On Tuesday Koch Industries announced that it is purchasing Molex for $7.2 billion. It will assume full control of the company. “At the close of the transaction, Molex will become a stand-alone subsidiary of Koch Industries and will continue to be operated by the company’s current management team,” Koch Industries said.
Nothing much will change for Molex’s employees or customers as a result of this deal. But for some of the people who buy products packed with Molex components, the new arrangement may cause some cognitive dissonance at the checkout aisle. Consumers who dislike Koch Industries and everything its owners stand for politically can try to avoid their products. Boycott Georgia-Pacific. Or drive an electric car rather than use gas or ethanol. But this acquisition means you can’t simultaneously shun the Koch brothers and patronize Apple. All the right-thinking people who will flood the Apple stores later this month, or this holiday season, in search of the latest and greatest devices will be rushing to channel funds into Koch Industries.
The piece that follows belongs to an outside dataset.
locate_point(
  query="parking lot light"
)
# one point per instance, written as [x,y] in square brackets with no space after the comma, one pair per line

I wouldn’t expect this to matter much. Even the most right-thinking among the bien-pensant generally don’t ask too many questions about the supply chains behind their favorite products and about the politics of those who profit indirectly from their patronage. After all, anything made of plastic uses petroleum, which is produced by lots of tyrants around the world. The owners of factories in China and Bangladesh are generally no friends to labor or the planet. Consumers tend to care that things are reasonably priced, that they work, and that they look cool.
So I wouldn’t expect a boycott. In fact, Koch Industries’ acquisition of a major Apple supplier may reinforce Apple’s status as a hipster brand. Irony is a key component of the hipster aesthetic. And what could be more ironic than liberals funding Koch Industries?